Under cover of darkness, the New Mexico House of Representatives approved the reinstatement of the death penalty Thursday morning.
That such a momentous decision was introduced at a special legislative session designed primarily to deal with budget deficits was a bad idea, a triumph of politics over the good of the state. To then approve the death penalty in the early hours of the morning, robbing citizens of a chance to speak out, was malfeasance in governing. Especially when the GOP-run House knew that any legislation it passed likely would die in the Senate.
Republicans wanted to pound Democrats over the head with their opposition to the death penalty and needed a vote before the November election. This legislation was not about actually bringing back the ultimate punishment; it was about winning.
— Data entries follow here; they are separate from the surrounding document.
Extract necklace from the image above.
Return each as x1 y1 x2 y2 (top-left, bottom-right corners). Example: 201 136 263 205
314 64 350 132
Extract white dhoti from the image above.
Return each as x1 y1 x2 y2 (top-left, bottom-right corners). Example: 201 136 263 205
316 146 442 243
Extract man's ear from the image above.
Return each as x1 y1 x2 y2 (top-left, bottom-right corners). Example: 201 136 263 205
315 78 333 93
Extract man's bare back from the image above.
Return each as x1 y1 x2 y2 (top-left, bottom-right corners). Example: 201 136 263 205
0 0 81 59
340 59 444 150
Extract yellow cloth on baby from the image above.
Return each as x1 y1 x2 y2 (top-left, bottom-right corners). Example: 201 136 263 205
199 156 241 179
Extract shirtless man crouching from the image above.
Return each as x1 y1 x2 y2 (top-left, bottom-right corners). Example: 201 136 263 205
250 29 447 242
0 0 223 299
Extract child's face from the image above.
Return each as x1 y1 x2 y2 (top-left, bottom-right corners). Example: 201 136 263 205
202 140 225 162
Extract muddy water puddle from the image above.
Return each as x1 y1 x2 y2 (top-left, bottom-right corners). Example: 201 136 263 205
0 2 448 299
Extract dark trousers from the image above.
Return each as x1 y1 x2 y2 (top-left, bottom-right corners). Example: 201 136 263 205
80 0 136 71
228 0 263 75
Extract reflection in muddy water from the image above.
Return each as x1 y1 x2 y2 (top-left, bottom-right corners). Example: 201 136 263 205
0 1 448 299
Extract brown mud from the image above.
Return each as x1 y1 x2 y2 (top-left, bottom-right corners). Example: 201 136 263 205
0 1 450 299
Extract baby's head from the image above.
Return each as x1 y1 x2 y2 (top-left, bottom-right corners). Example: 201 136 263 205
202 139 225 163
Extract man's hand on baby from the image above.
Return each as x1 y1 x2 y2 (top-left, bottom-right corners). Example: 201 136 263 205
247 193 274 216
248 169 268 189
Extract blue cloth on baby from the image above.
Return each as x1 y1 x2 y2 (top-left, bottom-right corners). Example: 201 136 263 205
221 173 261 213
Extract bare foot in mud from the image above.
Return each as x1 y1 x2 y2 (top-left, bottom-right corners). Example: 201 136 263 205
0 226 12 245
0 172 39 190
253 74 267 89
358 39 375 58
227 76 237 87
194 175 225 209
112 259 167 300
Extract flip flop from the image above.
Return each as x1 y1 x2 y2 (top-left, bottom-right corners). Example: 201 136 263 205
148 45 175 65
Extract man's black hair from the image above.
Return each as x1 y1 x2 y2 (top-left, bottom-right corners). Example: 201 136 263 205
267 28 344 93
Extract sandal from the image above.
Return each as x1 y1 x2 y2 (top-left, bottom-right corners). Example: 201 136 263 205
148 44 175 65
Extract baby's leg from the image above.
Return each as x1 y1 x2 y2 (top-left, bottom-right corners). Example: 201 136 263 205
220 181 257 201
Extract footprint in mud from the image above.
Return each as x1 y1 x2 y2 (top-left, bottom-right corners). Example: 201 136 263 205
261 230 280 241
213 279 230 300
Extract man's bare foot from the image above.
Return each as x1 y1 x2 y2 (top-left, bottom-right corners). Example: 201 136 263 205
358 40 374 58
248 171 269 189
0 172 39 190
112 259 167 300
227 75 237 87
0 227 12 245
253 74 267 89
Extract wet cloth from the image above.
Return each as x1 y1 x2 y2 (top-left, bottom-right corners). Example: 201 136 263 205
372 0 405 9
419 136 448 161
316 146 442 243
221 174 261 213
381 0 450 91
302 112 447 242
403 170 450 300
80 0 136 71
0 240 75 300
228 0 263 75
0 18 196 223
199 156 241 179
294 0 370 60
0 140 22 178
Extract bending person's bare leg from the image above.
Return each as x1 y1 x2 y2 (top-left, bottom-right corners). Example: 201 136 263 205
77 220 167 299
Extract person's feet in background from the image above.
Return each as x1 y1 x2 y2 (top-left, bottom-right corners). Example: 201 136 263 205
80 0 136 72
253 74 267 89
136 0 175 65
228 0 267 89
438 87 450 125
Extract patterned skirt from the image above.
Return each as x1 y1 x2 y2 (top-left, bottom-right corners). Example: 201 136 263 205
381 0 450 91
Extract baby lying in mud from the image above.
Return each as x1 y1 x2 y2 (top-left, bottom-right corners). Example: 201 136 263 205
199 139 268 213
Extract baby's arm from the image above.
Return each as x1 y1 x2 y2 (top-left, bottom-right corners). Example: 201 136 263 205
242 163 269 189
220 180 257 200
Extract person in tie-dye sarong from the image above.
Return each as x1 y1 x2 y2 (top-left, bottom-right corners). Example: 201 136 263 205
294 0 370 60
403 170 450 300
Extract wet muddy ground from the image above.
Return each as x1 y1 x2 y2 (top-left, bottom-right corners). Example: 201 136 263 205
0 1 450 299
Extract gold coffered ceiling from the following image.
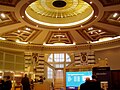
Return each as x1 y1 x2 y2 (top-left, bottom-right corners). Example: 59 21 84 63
26 0 94 26
0 0 120 49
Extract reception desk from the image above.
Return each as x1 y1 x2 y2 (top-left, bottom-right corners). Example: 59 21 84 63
34 82 50 90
How shortsighted. Reinstating the death penalty — which involves the state taking a life — is consequential. It deserves discussion, lengthy hearings and expert testimony to debate all its ramifications. It is not an action to take in a day, or two, especially not one to consider after midnight while the public is sleeping.
The House Republicans, motivated by what they must believe are the favorable politics of this issue, moved ahead anyway. Not in a deliberate fashion, however. Just before the solemn vote, there is a photo of GOP members laughing while taking selfies in the House chambers. Hardly the kind of reflection that such momentous legislation needs.
House Speaker Don Tripp decided to hear the bill to reinstate the death penalty after midnight on Thursday morning, giving no notice to the public. The Socorro Republican did not listen to the pleas of Democrats who wanted to debate the bill in sunlight. Instead, he spent his time talking on the phone, according to news reports.
For two hours, representatives sparred over hearing the bill and then, for three hours, went back and forth on the bill itself. House Bill 7 passed on a 36-30 vote just before 6 a.m. The victory was shortlived.
The Senate, in its quick gathering later Thursday to approve budget bills, did not take up any of the crime bills. The attempted revival of the death penalty died just hours after the House passed it. Had it been signed into law, the bill would have allowed the death penalty in cases where children, police officers or corrections workers were murdered.
Passage during the special session was not really the goal, however. Getting Democrats on the record as opposing the death penalty was. It is unfortunate that, to achieve a political goal, the House GOP took to after-hours brangling. The public deserved the right to weigh in on this important legislation. Petty politics cost them a say.
Who knows? The politics of the death penalty, when debate is cloaked, could hurt the GOP. Political polls might show support for the death penalty. But voters also want a say in important legislation. They want laws that are thoughtful and deliberate, not legislation passed without thought or consideration. Most of all, voters know when they are being hoodwinked.